I am reminded of this issue every time I step into an airport. Its like a little test lab for the stress response. I have seen individuals handle flight delays and other transportation problems with grace, and conversely, I have seen a whole lotta ugly. Last week, I was pleasantly surprised by the response of a few passengers on my short trip to Dallas.
The 40-minute flight detoured to Austin and turned into a 4-hour mini-adventure. We were all inconvenienced, but the prize went to two ladies who sat under an air vent that dripped, and then poured water (from condensation) on their heads. There were no other seats, so there they sat.
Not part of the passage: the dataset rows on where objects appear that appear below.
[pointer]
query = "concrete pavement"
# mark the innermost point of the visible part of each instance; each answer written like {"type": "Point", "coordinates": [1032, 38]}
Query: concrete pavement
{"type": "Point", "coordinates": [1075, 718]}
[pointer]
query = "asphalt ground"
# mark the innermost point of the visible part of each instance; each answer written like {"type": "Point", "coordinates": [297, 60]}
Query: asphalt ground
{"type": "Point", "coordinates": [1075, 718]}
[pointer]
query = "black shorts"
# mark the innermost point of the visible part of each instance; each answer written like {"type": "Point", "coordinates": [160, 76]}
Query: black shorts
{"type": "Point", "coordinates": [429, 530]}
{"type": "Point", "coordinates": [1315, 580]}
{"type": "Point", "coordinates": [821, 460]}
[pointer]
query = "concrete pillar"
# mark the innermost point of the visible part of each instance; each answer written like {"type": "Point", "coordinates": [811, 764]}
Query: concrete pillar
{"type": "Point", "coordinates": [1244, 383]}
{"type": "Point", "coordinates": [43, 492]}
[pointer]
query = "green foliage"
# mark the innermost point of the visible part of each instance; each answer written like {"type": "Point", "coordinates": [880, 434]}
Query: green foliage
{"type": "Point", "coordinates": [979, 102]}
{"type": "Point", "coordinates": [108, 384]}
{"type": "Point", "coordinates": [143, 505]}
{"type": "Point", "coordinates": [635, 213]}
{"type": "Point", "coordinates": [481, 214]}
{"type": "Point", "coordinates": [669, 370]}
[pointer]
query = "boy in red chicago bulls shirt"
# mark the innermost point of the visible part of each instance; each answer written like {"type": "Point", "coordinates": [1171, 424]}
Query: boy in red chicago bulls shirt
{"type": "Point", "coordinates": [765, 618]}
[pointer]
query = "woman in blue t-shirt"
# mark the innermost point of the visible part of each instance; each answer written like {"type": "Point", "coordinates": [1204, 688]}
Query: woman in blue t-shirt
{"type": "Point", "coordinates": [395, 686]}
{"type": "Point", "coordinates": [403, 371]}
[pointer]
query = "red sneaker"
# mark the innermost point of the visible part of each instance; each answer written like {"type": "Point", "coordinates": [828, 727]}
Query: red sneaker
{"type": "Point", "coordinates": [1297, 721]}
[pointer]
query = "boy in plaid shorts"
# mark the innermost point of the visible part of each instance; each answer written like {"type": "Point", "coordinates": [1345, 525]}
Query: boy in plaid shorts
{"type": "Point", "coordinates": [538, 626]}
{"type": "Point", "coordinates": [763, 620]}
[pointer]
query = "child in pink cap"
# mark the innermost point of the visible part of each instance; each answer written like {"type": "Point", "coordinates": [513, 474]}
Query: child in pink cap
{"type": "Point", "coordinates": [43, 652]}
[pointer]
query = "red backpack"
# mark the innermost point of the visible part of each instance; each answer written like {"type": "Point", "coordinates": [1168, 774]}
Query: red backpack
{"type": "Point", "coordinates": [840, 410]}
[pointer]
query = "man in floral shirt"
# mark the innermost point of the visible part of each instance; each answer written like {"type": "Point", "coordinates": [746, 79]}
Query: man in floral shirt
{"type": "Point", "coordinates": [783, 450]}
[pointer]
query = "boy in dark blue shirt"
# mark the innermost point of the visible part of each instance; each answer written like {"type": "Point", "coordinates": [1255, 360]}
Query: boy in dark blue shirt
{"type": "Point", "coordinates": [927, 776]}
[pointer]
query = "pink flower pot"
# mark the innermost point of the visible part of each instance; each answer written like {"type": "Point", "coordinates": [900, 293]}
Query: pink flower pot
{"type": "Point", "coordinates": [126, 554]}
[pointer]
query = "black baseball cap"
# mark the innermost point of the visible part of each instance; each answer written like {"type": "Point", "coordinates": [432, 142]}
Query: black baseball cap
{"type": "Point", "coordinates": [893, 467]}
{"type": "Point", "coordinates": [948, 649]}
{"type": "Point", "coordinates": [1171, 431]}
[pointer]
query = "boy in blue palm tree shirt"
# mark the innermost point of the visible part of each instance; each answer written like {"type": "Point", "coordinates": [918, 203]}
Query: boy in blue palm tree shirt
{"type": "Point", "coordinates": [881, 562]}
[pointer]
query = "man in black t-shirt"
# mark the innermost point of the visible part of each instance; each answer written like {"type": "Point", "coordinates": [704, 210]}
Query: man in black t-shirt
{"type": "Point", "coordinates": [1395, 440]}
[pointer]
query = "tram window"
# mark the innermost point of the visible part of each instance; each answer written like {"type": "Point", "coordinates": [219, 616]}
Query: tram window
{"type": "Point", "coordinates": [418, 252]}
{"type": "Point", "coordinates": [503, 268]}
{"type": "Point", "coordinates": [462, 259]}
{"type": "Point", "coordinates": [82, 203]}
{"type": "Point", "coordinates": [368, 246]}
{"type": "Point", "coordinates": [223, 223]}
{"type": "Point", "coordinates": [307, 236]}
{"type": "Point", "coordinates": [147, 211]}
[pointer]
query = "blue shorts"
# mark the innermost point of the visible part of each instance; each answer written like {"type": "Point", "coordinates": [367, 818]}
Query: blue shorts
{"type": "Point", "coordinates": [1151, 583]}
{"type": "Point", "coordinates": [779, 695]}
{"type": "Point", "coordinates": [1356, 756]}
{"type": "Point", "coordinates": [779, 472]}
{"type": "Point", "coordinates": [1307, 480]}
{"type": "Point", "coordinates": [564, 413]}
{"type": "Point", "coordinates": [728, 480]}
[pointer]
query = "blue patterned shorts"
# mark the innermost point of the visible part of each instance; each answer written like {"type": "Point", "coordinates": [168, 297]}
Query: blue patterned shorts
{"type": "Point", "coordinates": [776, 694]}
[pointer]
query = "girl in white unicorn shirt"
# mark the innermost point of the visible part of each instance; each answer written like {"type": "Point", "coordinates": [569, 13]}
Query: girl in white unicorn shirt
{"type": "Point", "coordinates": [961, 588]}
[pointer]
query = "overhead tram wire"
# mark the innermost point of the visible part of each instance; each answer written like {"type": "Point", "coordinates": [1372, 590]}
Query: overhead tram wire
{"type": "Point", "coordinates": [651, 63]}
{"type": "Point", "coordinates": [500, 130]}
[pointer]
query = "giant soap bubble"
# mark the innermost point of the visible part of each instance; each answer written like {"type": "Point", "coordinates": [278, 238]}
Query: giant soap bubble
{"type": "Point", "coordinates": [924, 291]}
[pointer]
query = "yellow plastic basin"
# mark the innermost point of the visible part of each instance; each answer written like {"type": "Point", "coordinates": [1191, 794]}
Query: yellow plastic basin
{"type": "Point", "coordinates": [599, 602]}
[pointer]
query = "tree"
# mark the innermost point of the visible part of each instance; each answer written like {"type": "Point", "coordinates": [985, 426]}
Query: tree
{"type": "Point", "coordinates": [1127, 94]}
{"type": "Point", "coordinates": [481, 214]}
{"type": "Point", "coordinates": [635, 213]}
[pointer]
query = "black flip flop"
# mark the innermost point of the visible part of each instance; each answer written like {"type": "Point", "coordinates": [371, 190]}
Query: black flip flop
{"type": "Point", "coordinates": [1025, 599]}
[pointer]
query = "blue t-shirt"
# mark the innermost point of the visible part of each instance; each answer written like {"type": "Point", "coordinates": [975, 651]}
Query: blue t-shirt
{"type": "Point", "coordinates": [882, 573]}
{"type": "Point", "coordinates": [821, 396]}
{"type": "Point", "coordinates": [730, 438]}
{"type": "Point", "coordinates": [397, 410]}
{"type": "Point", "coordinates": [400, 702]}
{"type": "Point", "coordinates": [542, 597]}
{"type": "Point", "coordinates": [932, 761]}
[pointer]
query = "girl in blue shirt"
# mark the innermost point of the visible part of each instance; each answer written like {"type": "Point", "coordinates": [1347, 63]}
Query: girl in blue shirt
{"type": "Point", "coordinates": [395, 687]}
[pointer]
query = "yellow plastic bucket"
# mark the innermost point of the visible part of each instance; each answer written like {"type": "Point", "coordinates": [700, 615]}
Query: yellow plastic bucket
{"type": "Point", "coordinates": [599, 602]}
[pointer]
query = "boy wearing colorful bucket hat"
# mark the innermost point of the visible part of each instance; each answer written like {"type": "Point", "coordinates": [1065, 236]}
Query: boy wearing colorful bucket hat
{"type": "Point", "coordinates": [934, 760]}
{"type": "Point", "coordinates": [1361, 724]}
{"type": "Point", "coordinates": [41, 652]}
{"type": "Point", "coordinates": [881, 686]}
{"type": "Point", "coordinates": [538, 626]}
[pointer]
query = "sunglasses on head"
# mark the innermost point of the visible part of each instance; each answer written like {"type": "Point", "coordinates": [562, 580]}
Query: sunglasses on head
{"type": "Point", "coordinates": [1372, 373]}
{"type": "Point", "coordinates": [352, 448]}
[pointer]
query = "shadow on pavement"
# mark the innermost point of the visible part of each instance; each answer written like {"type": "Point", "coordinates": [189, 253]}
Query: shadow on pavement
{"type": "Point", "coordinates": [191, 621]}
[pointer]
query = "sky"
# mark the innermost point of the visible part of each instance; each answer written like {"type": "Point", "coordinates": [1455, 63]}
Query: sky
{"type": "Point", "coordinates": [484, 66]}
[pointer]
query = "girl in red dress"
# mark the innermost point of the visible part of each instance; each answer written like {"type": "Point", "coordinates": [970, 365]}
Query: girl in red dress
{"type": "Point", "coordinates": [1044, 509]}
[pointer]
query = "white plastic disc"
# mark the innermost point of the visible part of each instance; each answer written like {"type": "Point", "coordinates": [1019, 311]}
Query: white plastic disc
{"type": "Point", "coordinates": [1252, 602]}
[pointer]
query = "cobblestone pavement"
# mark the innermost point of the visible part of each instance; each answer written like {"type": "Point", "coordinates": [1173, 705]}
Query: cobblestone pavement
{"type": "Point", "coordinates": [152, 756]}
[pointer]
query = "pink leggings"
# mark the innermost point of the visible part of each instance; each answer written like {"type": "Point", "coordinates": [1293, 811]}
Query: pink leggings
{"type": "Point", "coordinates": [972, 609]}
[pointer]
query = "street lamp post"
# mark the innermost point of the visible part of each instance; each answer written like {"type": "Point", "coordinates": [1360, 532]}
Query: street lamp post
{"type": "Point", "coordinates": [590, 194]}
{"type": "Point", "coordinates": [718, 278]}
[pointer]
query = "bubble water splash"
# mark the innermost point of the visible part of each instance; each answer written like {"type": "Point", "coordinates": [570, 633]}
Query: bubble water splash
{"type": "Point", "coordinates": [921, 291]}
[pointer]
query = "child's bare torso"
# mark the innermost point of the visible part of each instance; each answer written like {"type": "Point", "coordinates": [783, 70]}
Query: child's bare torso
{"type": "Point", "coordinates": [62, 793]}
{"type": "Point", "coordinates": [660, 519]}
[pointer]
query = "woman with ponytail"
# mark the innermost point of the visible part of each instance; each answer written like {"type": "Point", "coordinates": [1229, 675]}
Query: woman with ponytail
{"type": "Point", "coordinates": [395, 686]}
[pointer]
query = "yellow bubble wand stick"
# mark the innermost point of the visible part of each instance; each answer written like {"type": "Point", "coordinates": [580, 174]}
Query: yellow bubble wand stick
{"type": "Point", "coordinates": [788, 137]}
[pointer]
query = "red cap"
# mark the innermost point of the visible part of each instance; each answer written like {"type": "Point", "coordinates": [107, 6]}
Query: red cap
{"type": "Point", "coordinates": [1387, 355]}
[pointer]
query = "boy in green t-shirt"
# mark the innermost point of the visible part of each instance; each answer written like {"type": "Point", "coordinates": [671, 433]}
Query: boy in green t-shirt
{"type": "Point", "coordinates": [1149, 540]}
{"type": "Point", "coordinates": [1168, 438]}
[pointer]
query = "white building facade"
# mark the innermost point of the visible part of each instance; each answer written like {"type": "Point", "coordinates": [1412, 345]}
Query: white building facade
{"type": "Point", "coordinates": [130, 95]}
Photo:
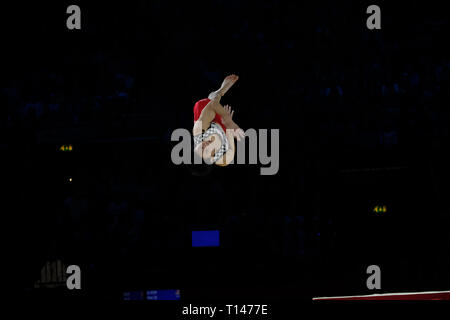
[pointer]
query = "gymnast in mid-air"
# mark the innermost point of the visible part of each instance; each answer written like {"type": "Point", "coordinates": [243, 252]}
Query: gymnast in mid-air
{"type": "Point", "coordinates": [214, 129]}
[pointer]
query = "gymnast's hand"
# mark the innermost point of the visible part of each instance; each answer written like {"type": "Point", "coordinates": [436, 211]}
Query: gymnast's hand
{"type": "Point", "coordinates": [230, 124]}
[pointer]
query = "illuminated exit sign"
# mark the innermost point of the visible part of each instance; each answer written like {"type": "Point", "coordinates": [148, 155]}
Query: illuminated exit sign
{"type": "Point", "coordinates": [66, 148]}
{"type": "Point", "coordinates": [379, 209]}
At first, they stuffed napkins into the vents, but once that strategy failed, the stewardess resorted to giving the passengers trash bags to wear on their heads.
These ladies had every reason to complain and be unpleasant but, they didnt. In fact, their understanding nature really had a positive impact on everyone around them. Therein lies the lesson. Just as one drop of rain can raise the level of the ocean, one response or interaction can have a ripple effect on the emotional climate of an entire group or area. I sure hope my response to stressful situations send more positive ripples than negative ones. Time will continue to tell.